Primer coverage

xml.file <- system.file("extdata", "settings", "B_Taq_PCR_evaluate.xml",
              package = "openPrimeR")
settings <- read_settings(xml.file)
constraints(settings) <- constraints(settings)[names(constraints(settings)) != "gc_clamp"]
constraints(settings)$primer_coverage <- c("min" = 5)
conOptions(settings)$allowed_mismatches <- 0
conOptions(settings)$allowed_other_binding_ratio <- 0
conOptions(settings)$allowed_region_definition <- "any"

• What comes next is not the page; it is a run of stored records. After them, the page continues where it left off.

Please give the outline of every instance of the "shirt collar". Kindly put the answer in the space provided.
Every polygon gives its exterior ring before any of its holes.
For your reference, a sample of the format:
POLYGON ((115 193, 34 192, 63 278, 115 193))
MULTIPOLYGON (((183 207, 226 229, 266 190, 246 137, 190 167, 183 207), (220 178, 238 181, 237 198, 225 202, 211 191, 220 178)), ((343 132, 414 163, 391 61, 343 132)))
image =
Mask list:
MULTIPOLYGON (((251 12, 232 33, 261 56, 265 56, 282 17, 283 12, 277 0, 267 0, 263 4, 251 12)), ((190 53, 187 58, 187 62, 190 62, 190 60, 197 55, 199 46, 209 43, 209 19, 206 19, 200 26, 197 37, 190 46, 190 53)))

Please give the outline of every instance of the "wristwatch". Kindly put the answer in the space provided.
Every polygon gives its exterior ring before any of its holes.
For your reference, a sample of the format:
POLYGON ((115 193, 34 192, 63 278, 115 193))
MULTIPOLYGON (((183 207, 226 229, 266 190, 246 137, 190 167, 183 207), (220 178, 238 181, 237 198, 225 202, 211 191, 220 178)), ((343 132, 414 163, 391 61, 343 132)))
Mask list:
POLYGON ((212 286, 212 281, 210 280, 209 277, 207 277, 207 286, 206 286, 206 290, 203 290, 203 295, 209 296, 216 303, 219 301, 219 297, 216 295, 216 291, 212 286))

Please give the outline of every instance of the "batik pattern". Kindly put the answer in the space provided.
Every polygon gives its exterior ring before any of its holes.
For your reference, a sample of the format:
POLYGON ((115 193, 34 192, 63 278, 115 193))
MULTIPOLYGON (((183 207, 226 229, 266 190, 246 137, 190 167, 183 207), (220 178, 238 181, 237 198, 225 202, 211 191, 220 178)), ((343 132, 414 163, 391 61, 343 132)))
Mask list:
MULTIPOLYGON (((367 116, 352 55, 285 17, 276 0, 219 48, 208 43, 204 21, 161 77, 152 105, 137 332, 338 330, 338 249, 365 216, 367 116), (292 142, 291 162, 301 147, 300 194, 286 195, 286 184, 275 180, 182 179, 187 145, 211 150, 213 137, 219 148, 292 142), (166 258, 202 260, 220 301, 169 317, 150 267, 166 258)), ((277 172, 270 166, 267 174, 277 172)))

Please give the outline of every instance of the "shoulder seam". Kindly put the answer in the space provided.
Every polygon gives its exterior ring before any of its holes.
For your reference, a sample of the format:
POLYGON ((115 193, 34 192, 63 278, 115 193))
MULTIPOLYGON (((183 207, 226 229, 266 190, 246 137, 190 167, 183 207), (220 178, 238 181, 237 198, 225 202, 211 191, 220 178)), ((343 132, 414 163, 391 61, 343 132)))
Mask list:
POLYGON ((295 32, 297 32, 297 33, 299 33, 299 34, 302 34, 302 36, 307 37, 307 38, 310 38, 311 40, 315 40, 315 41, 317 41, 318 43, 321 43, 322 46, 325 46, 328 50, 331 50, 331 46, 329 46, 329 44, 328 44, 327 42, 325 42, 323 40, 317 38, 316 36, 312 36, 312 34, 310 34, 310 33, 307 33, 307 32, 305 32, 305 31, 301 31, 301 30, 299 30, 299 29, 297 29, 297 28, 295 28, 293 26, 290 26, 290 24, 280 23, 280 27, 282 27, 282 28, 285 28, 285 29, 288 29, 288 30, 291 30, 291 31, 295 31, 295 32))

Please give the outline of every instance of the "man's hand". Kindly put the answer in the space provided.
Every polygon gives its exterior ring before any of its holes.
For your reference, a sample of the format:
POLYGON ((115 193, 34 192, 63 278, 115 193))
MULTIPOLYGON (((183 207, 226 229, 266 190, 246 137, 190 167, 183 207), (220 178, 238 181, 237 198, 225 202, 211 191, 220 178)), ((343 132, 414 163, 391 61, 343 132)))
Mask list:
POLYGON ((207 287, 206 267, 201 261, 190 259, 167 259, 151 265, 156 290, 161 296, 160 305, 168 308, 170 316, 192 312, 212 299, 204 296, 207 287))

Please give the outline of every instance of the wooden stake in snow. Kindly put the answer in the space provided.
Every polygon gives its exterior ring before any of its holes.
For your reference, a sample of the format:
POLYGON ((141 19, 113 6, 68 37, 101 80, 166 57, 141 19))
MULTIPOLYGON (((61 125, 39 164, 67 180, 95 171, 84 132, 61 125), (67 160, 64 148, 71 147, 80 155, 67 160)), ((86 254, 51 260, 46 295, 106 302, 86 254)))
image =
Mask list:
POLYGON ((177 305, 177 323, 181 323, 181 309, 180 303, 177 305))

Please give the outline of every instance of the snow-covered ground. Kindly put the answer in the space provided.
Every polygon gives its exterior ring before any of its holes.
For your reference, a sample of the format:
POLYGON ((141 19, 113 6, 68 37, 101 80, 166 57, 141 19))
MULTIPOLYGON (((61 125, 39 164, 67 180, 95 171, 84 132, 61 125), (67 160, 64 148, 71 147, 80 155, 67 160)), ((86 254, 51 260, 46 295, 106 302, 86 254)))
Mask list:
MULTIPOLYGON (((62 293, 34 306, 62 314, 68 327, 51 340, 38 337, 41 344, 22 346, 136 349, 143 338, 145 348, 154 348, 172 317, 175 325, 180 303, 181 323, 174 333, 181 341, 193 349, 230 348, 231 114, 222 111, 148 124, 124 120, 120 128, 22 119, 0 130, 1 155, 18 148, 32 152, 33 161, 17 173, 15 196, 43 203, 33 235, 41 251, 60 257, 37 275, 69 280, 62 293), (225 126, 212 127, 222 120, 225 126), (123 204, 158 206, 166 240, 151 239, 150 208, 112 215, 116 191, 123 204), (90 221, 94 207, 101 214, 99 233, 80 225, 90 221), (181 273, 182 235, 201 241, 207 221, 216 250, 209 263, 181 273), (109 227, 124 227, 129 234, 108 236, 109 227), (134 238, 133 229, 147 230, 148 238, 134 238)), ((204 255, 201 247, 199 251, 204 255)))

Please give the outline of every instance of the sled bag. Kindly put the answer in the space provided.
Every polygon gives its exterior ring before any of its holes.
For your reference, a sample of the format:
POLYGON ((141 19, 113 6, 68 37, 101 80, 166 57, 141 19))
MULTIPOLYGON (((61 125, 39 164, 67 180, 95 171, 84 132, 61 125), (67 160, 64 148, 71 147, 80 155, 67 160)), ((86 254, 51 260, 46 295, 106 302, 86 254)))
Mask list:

fasta.file <- system.file("extdata", "IMGT_data", "templates", 
        "Homo_sapiens_IGH_functional_exon.fasta", package = "openPrimeR")
hdr.structure <- c("ACCESSION", "GROUP", "SPECIES", "FUNCTION")
delim <- "|"
template.df <- read_templates(fasta.file, hdr.structure = hdr.structure, 
                                delim = "|")
leader.fasta <- system.file("extdata", "IMGT_data", "templates", 
        "Homo_sapiens_IGH_functional_leader.fasta", package = "openPrimeR")
template.df <- assign_binding_regions(template.df, fw = leader.fasta, rev = NULL)
template.df <- adjust_binding_regions(template.df, 
        c(-max(template.df$Allowed_End_fw), 0), NULL)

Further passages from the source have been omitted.